How do you simplify the product $(6x – 5) (3x + 1)$ and write it in the standard form.

Answer 1

Hint: We will first use the property that $(a + b) (c + d) = a (c + d) + b (c + d)$. Now, we will use the distributive property to further simplify them and at last we will club the like terms.

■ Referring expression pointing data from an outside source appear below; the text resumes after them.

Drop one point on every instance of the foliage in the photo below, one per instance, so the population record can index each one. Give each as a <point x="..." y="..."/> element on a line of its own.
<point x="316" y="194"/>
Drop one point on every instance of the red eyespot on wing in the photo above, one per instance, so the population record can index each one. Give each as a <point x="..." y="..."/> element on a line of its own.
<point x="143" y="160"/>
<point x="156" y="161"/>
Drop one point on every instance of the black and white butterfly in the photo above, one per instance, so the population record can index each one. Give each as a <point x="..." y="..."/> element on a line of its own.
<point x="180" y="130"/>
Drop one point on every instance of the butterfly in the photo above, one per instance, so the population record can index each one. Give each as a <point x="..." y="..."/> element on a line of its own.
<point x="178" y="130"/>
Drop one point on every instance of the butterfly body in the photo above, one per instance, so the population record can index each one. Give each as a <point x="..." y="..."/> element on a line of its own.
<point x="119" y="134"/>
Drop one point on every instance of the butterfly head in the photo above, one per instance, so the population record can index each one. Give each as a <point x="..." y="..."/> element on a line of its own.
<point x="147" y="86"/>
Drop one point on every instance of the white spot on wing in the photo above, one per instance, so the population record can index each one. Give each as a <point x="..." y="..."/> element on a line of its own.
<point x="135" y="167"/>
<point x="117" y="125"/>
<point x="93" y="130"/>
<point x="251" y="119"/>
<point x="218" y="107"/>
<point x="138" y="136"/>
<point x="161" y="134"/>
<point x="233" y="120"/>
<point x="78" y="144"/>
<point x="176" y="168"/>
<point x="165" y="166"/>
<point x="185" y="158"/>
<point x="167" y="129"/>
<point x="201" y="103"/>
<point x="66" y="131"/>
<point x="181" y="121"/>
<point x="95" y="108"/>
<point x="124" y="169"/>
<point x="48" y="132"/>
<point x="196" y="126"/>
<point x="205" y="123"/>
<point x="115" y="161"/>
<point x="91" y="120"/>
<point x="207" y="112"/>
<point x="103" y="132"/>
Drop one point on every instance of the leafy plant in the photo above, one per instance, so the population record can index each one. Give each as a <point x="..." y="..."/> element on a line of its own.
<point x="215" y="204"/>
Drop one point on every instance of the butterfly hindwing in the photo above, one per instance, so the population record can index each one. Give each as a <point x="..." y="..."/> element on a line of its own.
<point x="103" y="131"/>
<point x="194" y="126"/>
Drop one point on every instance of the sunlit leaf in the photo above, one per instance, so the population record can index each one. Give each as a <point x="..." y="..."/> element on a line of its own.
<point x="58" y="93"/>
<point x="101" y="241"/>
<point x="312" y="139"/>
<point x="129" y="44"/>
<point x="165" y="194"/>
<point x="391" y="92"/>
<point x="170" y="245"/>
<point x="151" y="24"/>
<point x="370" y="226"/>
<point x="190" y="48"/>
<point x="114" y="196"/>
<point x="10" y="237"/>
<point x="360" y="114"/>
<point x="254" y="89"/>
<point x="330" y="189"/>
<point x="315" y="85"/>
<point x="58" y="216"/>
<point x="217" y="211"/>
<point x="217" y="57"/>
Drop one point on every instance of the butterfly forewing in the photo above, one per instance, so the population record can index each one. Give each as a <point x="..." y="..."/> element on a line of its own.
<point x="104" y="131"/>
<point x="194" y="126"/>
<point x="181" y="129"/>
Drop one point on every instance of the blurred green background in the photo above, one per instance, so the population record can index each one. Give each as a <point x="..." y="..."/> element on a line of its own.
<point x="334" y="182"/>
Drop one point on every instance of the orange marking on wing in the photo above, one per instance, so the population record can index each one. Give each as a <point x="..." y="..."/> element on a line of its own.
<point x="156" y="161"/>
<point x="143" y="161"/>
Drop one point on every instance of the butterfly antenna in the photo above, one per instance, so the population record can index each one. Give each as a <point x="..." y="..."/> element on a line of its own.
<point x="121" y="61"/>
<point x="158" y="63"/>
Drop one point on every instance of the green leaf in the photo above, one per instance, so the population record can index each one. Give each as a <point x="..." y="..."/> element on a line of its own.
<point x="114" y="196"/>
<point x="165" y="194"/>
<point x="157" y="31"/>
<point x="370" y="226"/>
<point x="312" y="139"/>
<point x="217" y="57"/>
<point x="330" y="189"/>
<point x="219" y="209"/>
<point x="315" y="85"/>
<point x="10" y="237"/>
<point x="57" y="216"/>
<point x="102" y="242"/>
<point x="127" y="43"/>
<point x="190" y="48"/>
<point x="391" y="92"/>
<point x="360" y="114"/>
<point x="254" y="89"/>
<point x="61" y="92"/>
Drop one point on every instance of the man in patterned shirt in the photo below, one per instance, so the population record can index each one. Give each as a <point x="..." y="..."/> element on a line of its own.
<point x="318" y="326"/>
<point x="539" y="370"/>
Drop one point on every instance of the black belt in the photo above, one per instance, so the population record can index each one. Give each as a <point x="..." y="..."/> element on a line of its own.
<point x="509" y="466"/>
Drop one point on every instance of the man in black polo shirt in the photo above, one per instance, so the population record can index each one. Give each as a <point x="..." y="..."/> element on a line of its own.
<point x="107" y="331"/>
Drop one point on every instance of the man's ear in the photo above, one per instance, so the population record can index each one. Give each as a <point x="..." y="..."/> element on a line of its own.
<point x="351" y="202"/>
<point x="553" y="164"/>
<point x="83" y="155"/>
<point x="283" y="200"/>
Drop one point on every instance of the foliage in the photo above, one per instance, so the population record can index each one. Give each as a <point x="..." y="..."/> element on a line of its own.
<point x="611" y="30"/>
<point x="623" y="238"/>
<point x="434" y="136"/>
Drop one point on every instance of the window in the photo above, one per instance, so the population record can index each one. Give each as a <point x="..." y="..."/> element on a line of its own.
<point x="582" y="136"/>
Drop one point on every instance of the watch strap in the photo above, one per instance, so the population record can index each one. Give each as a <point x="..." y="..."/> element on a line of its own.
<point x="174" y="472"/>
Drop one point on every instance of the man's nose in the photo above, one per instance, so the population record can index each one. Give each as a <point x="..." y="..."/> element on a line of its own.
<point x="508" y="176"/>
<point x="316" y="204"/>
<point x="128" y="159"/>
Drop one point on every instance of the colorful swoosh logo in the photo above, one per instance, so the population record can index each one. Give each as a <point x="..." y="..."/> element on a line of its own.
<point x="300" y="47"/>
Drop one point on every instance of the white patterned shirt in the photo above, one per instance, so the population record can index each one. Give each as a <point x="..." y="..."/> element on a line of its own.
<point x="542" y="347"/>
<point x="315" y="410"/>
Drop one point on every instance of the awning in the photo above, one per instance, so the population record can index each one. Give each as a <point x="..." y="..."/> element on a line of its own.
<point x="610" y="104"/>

Complete step-by-step solution:
We are given that we are required to foil $(6x – 5) (3x + 1)$.
We know that we have a property given by the following expression:-
$ \Rightarrow $$(a + b) (c + d) = a (c + d) + b (c + d)$
Now, replacing $a$ by $6x$, $b$ by $– 5$, $c$ by $3x$ and $d$ by $1$, we will then obtain the following equation:-
$ \Rightarrow $$(6x – 5) (3x + 1) = 6x (3x + 1) - 5 (3x + 1)$
Term the above equation as equation number $1$.
So, we have $(6x – 5) (3x + 1) = 6x (3x + 1) - 5 (3x + 1)$ …………….(1)
Now, we will first use the distributive property in $6x (3x + 1)4:
$ \Rightarrow $46x (3x + 1) = (6x) (3x) + (6x) (1)$
Simplifying the brackets in the right hand side, we will then obtain the following equation:-
$ \Rightarrow 6x(3x + 1) = 18{x^2} + 6x$ ……………..(2)
Now, we will use the distributive property in - 5 (3x + 1):
$ \Rightarrow $$- 5 (3x + 1) = (- 5) (3x) + (- 5) (1)$
Simplifying the brackets in the right hand side, we will then obtain the following equation:-
$ \Rightarrow $$- 5 (3x + 1) = - 15 x - 5$ ……………..(3)
Putting the equation numbers (2) and (3) in equation number (1), we will then obtain the following equation:-
$ \Rightarrow 6x(3x + 1) - 5(3x + 1) = 18{x^2} + 6x - 15x - 5$
We can write the above equation as follows:-
$ \Rightarrow (6x - 5)(3x + 1) = 18{x^2} + 6x - 15x - 5$
Clubbing the like terms in the right hand side, we will then obtain the following equation:-
$ \Rightarrow (6x - 5)(3x + 1) = 18{x^2} - 9x - 5$

Therefore $18{x^2} - 9x - 5$ is the required answer.

Note: The students must know the definition of the distributive property which we have used in the solution of the above question:-
Distributive Property: It states that for any three numbers a, b and c, we have the following equation with us: $ \Rightarrow $a (b + c) = ab + ac
The students must also note that the standard form of an equation is written when we write the term with highest power to lower power in the same order.